Mais toutes les affirmations selon lesquelles Powell fut cru –toutes les preuves énumérées pour étayer l'idée que Saddam Hussein possédait des armes de destruction massive– se révélèrent également fausses. Dans son excellent livre To Start a War, Robert Draper écrit qu'un grand nombre d'analystes de la CIA auraient pu dire à Powell que ces arguments étaient faux, ou pour le moins douteux, mais que le directeur de la CIA, George Tenet, désireux de complaire à Bush et de lui livrer les conclusions qu'il avait envie d'entendre, avait délibérément empêché Powell de leur parler.

«Un bon petit soldat»

Powell quitta l'administration après le premier mandat de Bush. Vers la fin, plusieurs récits journalistiques, et tout particulièrement ceux réunis dans l'ouvrage Plan d'attaque de Bob Woodward, le dépeignirent comme un détracteur de la guerre qui estimait que Cheney était atteint de «fièvre» de l'invasion; mais, même un an après avoir quitté son poste, en public Powell s'abstint de tout commentaire sur le sujet.

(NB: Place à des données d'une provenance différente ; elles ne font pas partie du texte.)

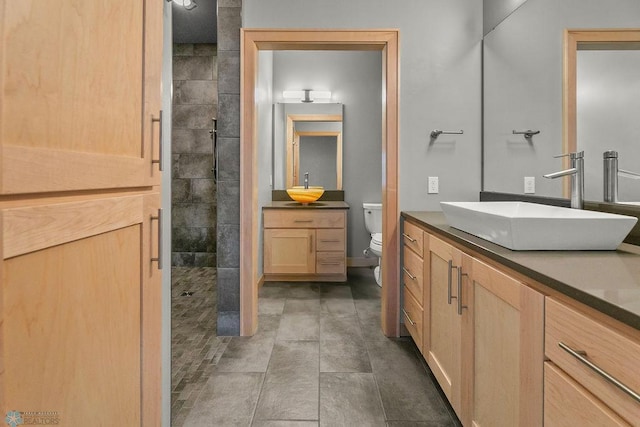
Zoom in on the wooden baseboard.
[347,257,378,267]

En juin 2005, soit six mois après le début du second mandat de Bush, il passa dans l'émission The Daily Show With Jon Stewart dans l'une de ses premières apparitions télévisées depuis son départ. Les questions que Stewart lui posa étaient de véritables boulevards pour lui permettre de dézinguer ses anciens collègues, toujours en poste, ou la guerre, qui faisait toujours rage. Mais Powell ne saisit pas la perche. Certes, il y avait eu des désaccords, admit-il, mais c'est le cas dans toutes les administrations. C'est le président le patron, et c'est un chouette type. Tiens, d'ailleurs, lui et Laura étaient justement venus dîner à la maison la semaine précédente.

Plus tard, Powell regretta ouvertement le rôle qu'il avait joué lors du discours à l'ONU et il dénonça ceux qui l'avaient manipulé à la CIA. Trop tard. S'il avait démissionné en signe de protestation avant l'invasion, il aurait peut-être empêché la guerre; s'il avait parlé après avoir quitté son poste, il aurait pu influencer son évolution. Mais il n'était pas comme ça. Il avait l'esprit d'équipe. C'était, profondément, un «bon petit soldat».

Au fil du temps, il prit ses distances avec le Parti républicain. Lors de l'élection présidentielle de 2008, il soutint Barack Obama, le qualifiant de candidat «du changement» au grand dam du sénateur John McCain, son vieil ami qui se présentait contre Obama. Cependant, ce dernier ne le sollicita que rarement sur des questions de défense. Ensuite, Powell ne soutint plus que des Démocrates –Obama de nouveau en 2012, Hillary Clinton en 2016 et Joe Biden en 2020.

Ces dernières années, hormis ses soutiens officiels, Powell resta en retrait de la politique nationale –sans qu'on sache vraiment s'il s'agissait d'un choix. Il consacra le plus clair de son temps à des causes personnelles et publiques, notamment la Colin Powell School for Civic and Global Leadership, à l'université où il avait fait ses études, le City College of New York. Il écrivit d'autres best-sellers et donna de nombreuses conférences, tantôt en étant payé, tantôt gratuitement. Il eut une vie merveilleuse qui, à un moment charnière de notre histoire, aurait pourtant pu prendre un tournant bien plus capital.